Comme le confesse Jacques Brel
Dans ses murmures intemporels
Je glisse sur des murs de glace
Je perds ma place
Je vis le vertige
Du spasme qui afflige
Loin de la désinvolture
Je me réduis telle une abréviature
Dans quel repli de lumière
Trouverai-je la foi
Pour faire face à cette loi
Loi obscure
Loi absurde de la nature
Comment être un trait d'union
Entre le ciel et l'eau
Imiter les oiseaux
Être en retrait
Sur le silence de la terre
Et l'histoire des convictions
Être un pion
Du souvenir éphémère
Du récit épistolaire
Enfin
Résigné
J'ai pleuré
J'ai vidé l'encre de mes veines
Sur le cahier de ma déveine
J'ai écrit le mot
Le mot de trop
Trois lettres abjectes
Infectes
Puantes de vomissures
Creusant les blessures
De la vie et de la mort
Fin
© Gaëtan Parisi
Analyse & Commentaire :
Ce poème, bien différent des poèmes précédents de son auteur, des deux points de vue thématique et stylistique, laisse beaucoup à réfléchir, car si le retour à l’enfance, que ce soit en rêve nocturne ou en rêve éveillé, est une manière de retrouver l’être originel que l’on était et qui est, comme le dit Freud, le père de l’adulte et de s’y ressourcer et y puiser des énergies nouvelles, l’idée de la mort nous renvoie, au contraire, dans la direction opposée, vers un futur terrifiant où nous cesserons d’exister, donc nous sommes là devant deux tendances, somme toute, paraissant incompatibles. Et l’une des clés possibles, voire probables, de cette contradiction est que l’image de la fin dont le poète est hanté serait non morbide et réelle mais une mort abstraite et symbolique d’un attachement particulier. Et dans ce cas, cette sensation n’aurait rien de négatif.
Bien au contraire, elle serait le début d’un nouveau départ qui sera renforcé par les ressources puisées dans l’enfance surtout le rêve, le merveilleux, l’imagination et l’innocence. Cette interprétation trouverait sa justification dans l’état d’ébranlement affectif que lui a causé la rupture amoureuse unilatérale de la part de sa bien-aimée et à laquelle il a consacré la plupart de ses poèmes précédents. Pouvons-nous dire d’ores et déjà qu’il est sur le point de guérir de ce choc ? Seuls ses prochains poèmes nous le diront.
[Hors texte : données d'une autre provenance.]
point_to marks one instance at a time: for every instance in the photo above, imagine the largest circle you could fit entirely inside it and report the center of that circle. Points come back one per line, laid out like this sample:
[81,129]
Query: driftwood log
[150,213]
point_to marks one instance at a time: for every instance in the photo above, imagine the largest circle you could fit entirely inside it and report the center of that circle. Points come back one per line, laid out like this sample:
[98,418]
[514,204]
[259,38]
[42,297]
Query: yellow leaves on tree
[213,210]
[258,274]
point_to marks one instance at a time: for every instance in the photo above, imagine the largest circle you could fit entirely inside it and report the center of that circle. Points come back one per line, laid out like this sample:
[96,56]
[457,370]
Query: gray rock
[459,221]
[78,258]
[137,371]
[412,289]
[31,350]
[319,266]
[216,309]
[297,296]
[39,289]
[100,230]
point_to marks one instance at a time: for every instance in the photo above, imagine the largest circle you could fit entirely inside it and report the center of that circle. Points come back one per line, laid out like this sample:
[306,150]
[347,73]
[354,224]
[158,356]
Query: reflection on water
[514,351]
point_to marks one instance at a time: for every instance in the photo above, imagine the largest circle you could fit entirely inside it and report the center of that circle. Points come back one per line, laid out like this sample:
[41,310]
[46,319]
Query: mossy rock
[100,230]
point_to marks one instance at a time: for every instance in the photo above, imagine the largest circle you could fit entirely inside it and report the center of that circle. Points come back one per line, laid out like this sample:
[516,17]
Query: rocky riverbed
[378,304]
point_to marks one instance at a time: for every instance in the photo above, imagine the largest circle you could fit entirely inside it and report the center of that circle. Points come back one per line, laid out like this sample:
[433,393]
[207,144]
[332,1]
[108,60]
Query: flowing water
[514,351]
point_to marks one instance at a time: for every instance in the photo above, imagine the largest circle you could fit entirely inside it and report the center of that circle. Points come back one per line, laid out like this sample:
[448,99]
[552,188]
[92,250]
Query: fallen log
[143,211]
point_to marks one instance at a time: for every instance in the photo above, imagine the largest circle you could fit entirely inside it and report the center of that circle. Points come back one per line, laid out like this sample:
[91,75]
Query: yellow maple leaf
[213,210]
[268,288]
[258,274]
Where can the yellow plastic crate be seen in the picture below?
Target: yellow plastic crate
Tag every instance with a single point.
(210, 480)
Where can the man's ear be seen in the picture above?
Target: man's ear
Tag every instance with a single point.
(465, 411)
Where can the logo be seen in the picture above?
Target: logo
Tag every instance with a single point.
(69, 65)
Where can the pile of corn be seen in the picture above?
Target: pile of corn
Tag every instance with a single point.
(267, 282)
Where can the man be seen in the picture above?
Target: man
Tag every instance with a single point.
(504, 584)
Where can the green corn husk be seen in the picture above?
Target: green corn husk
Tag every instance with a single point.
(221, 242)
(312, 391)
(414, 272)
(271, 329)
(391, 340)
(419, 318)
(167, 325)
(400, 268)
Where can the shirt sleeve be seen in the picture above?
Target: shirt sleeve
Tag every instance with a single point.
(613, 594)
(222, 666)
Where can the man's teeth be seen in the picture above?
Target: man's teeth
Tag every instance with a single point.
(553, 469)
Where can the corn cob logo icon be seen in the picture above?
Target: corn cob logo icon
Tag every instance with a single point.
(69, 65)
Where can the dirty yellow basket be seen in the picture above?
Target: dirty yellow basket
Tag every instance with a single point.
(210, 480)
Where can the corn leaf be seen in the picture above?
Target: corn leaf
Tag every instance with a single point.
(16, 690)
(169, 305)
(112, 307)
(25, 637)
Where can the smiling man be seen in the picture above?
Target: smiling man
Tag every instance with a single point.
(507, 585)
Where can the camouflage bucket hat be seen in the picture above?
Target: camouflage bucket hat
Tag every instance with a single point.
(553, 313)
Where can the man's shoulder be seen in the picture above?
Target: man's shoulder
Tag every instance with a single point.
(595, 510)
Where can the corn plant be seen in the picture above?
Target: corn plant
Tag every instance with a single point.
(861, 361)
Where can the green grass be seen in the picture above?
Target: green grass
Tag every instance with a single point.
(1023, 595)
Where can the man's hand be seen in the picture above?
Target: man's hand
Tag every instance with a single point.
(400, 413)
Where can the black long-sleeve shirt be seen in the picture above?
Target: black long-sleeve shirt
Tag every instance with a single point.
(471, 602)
Stylistiquement : Ce poème est le premier de cet auteur à être aussi long. Est-ce aussi le début d’un autre style d’écriture ? Signalons au passage que la taille du poème dépend exclusivement de l’humeur du poète qui tend soit vers l’expansion, soit vers la condensation sinon vers la taille moyenne. Mais étant donné que c’est, apparemment, la première expérience avec ce genre de poésie, l’auteur a, visiblement, bien pris son temps, car le niveau de poétisation du texte n’a pas baissé du début jusqu’à sa fin. Bien plus, le poète nous a gratifiés de plusieurs images surprenantes telles que (tableau d'erreurs tableau d'horreurs frissons de mille couleurs sur les peaux métissées du bonheur-j'entends le son assourdissant agonisant des battements lents de la nuit tomber retomber goutte par goutte dans le sablier - enfance elle prend des distances je m'enfonce dans le crépuscule d'une étoile une étoile qui s'éteint elle expose sa vaste toile sans teint ).
Le rythme, de son côté, n’a pas perdu, malgré la longueur, de son intensité grâce à l’accourcissement des vers et à la régularité des rimes et des sonorités.